The second car bomb attack took place in Balad, 50 miles north of the capital, killing four Iraqi National Guard Soldiers and wounding 14 The driver of the car bomb died in the blast.
The third strike occurred in Saddam Hussein’s home town of Tikrit, killing at least six Guardsmen and injuring four others in a roadside explosion, police said.
“Anti-Iraqi forces continue to target the Iraqi National Guard” because the ING is creating conditions for ”successful elections,” said US military spokesman Neal O’Brien.
Car bombings and roadside explosions have become a standard feature of the deadly insurgency in Iraq ahead of the elections scheduled for January 30.
On Sunday, a car bombing also in Balad killed at least 22 national guardsmen and their bus driver. Ten other people were killed in separate attacks Sunday.

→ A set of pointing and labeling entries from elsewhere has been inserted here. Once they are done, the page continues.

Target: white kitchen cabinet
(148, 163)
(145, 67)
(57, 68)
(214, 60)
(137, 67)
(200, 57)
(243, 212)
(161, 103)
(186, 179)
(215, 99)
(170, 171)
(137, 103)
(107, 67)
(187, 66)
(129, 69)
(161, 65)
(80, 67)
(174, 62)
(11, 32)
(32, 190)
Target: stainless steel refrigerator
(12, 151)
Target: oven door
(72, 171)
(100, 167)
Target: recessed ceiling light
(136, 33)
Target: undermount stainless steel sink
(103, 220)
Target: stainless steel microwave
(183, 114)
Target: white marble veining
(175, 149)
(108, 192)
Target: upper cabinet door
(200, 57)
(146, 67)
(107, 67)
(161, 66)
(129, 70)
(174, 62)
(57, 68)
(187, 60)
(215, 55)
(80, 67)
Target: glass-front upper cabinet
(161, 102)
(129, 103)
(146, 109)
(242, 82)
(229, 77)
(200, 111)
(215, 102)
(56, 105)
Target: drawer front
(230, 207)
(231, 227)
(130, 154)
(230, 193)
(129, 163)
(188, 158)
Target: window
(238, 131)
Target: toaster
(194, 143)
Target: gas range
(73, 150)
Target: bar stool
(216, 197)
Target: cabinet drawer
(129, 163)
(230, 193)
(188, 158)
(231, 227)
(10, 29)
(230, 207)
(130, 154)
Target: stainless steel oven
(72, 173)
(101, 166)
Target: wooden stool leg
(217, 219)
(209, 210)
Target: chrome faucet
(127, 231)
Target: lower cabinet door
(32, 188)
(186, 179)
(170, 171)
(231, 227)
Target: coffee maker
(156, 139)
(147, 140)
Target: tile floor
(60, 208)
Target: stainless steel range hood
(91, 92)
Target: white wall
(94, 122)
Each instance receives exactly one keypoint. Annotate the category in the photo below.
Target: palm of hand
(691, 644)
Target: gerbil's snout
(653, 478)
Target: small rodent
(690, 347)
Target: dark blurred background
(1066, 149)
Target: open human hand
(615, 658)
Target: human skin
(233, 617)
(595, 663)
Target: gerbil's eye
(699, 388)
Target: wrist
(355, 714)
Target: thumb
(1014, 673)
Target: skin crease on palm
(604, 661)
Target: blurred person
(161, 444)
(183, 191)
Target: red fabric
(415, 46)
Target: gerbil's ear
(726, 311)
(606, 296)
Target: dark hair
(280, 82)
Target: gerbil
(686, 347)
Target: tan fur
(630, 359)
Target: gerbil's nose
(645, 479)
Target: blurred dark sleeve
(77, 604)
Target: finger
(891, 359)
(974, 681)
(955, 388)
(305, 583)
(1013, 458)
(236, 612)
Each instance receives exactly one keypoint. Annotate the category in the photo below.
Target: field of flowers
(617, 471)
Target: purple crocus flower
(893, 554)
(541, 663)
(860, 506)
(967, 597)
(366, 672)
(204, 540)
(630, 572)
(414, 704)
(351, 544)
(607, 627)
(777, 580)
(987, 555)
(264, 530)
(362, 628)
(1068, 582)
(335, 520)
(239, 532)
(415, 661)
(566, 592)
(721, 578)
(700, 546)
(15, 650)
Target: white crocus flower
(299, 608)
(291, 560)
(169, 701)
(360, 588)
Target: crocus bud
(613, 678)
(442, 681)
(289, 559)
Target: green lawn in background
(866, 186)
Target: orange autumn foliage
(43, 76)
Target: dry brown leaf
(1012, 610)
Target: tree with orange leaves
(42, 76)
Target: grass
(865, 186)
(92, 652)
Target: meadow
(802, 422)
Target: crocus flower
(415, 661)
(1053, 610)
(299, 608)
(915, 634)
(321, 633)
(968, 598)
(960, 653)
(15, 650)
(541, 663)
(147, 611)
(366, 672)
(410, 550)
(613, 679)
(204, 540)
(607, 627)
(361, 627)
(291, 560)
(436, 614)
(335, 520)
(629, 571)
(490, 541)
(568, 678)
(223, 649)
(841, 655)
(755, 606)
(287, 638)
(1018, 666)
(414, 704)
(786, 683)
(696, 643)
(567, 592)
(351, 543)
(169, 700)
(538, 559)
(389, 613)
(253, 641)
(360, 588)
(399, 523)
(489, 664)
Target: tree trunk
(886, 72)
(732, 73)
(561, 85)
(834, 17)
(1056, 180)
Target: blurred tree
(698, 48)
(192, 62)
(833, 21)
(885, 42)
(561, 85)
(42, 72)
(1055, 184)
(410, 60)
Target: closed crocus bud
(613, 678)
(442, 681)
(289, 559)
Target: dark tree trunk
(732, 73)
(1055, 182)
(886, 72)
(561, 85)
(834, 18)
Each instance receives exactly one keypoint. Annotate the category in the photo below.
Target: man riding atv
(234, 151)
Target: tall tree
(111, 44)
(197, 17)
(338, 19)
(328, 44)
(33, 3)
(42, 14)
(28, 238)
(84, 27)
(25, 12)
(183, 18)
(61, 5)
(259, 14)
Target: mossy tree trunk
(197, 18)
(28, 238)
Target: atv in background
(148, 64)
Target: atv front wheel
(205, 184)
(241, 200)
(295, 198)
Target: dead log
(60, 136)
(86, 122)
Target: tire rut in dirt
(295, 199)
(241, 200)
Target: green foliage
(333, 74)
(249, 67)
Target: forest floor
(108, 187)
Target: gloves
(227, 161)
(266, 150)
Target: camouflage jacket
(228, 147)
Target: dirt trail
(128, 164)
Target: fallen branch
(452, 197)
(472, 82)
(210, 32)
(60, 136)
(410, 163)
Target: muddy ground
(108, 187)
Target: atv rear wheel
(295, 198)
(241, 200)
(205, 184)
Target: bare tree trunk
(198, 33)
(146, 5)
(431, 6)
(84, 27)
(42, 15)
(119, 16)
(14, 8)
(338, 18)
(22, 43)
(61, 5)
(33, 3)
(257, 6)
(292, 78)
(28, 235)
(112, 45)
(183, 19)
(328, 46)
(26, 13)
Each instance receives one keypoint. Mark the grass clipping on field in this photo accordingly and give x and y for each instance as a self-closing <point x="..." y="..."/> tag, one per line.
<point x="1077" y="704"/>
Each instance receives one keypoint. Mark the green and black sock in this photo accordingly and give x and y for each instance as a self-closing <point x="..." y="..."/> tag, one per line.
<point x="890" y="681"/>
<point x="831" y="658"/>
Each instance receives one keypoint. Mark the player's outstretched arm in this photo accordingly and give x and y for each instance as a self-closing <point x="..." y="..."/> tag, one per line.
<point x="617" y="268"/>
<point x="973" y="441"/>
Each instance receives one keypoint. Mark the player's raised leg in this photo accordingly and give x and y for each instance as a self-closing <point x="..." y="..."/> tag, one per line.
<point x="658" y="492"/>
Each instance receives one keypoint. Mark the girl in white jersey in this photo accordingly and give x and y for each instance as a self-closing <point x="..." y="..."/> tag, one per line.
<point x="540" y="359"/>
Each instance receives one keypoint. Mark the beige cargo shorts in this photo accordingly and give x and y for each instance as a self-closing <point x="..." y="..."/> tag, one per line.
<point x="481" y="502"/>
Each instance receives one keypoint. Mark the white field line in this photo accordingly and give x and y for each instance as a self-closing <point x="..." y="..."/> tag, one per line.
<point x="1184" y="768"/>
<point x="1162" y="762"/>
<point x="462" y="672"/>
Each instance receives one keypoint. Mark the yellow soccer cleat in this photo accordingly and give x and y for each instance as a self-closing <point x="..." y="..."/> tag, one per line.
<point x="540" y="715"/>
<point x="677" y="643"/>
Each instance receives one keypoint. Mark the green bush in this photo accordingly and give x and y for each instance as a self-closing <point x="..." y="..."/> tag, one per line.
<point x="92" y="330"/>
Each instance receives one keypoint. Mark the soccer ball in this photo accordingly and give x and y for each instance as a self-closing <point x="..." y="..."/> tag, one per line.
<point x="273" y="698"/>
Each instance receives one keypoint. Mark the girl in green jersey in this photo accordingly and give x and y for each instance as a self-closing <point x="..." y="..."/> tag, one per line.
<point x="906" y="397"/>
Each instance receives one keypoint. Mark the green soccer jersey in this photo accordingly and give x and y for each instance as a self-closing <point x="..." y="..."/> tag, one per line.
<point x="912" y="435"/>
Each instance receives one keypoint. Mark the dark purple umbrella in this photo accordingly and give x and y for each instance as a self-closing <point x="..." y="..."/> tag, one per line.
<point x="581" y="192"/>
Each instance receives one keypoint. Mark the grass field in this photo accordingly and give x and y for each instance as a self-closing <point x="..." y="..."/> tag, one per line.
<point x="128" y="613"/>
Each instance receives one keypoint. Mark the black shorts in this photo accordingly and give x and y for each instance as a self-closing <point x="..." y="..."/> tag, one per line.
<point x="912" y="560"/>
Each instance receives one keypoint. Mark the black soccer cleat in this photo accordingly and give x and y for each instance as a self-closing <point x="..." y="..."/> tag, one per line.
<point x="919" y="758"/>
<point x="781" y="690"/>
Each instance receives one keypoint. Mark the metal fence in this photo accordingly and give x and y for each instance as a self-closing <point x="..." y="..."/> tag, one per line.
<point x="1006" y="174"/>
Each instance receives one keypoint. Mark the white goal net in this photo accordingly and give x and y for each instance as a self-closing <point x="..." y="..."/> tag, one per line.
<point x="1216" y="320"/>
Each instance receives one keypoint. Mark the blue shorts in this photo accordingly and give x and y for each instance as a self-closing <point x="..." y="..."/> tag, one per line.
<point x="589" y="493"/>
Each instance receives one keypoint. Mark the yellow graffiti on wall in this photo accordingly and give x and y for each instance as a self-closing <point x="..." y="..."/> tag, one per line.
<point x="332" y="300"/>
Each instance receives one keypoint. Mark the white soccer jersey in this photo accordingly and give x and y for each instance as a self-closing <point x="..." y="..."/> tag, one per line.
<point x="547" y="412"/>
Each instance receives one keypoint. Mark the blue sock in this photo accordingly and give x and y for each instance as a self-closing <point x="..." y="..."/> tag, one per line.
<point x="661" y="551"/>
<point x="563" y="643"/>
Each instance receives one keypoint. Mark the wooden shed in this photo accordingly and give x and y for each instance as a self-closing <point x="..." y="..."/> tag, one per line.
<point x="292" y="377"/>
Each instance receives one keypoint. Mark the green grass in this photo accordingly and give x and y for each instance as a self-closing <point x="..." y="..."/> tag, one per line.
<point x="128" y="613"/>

US officials have warned of violence ahead of the landmark vote for a national assembly, and the guerrillas have made good on those fears with tragic ease.
Iraq’s poorly equipped security forces usually have far less training than American troops, and attacks on them usually result in more casualties.
Police said the yellow car exploded shortly before 10 a.m. Monday after trying to ram a police checkpoint outside the offices of Allawi’s Iraqi National Accord party in a western Baghdad district.
An Iraqi policeman was killed and two others were wounded when a beheaded, booby-trapped corpse exploded in the northern city of Mosul as “Iraqi police officers secured the site and attempted to search the remains in order to identify the body”, a government statement said Monday. It was not clear when the incident happened.
“This is another example of how the criminals and terrorists – attempting to thwart Iraq’s efforts to conduct free and fair elections – have no regard for their fellow countrymen,” the government said.